Stuart Lauchlan Profile picture for user slauchlan May 20, 2024
Raj Seshadri, Chief Commercial Payments Officer at Mastercard, on the financial services providers Services thinking.


Last month Salesforce announced a slew of gen AI updates to its Financial Services Cloud (FSC) designed to tackle the “$83 billion problem” of customer chargeback disputes. At the time, Gaurav Mittal, EVP Ethoca, Cyber and Intelligence Solutions at Mastercard, was quoted as stating: 

The problem is material and large. It costs $37 to $40 to handle the dispute and there's over 400 million of these disputes in a given year. So, the ability to bring tools to our issuing partners, to our agents that serve on the frontlines of solving this problem for consumers every day, is really an important one. 

Flash forward a few weeks and the next phase of the relationship between Salesforce and Mastercard has taken shape in the firm of a new integration between FSC and the financial provider’s dispute resolution services which is being pitched as a one-stop shop for dispute management and chargeback prevention.

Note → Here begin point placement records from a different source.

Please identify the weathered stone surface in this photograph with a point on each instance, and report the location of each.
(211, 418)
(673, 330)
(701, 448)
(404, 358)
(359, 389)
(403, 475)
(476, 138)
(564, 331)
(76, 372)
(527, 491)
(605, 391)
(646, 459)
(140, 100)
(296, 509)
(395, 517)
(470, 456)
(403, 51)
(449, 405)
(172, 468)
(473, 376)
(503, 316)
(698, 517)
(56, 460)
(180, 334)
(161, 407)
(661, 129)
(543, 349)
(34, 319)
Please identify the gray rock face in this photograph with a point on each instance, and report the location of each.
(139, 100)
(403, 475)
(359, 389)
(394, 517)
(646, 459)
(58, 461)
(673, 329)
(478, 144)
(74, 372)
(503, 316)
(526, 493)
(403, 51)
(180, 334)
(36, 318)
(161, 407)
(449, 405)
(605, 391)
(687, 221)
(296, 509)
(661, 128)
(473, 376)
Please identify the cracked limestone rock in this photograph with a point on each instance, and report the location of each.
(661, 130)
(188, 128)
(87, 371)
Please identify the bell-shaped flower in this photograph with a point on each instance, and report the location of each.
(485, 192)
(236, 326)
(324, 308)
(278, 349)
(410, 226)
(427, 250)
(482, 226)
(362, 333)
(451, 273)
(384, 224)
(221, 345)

The integration means that data from Mastercard’s Ethoca Alerts notifications and Ethoca Consumer Clarity can be fed into FSC to provide greater end-to-end visibility to agents working to resolve a customer dispute.


By co-incidence, the new integration was announced in the same week that Mastercard provided more insight into its evolution as a financial services provider at the Barclays 14th Annual Emerging Payments and FinTech Forum.  Raj Seshadri, Chief Commercial Payments Officer, highlighted that the “Services journey” is over a decade old:

It started with consumer cards, and some of what we were doing in consumer cards, things like benefits and insurances on cards, marketing, consulting, it started there, but today, it goes way beyond that. There's a lot that we do in Services. Just for context, about 10 or 12 years ago, there's about a sixth of our revenues; it is now well over a third of our revenues.

As to what Mastercard defines as Services, Seshadri said there are five broad product categories to take into account:

The first one is consulting and innovation. We have, I would say, the pre-eminent consulting firm focused on payments globally. We also have a number of practice areas, and things that we are strong at in our technology areas, like AI or crypto or loyalty, the things that we're very good at.

We also have innovation Services. Many years ago, we were innovative, so our customers came to us saying, ‘How do we become more innovative with your techniques?’. So we provide those to co-create with our customers. The second area is, it's broadly insights and analytics. So providing benchmarking insights, real-time data to make decisions, building models and deploying them for our customers, providing software and service solutions like Test & Learn so that you can optimize decision-making, to maximize ROI.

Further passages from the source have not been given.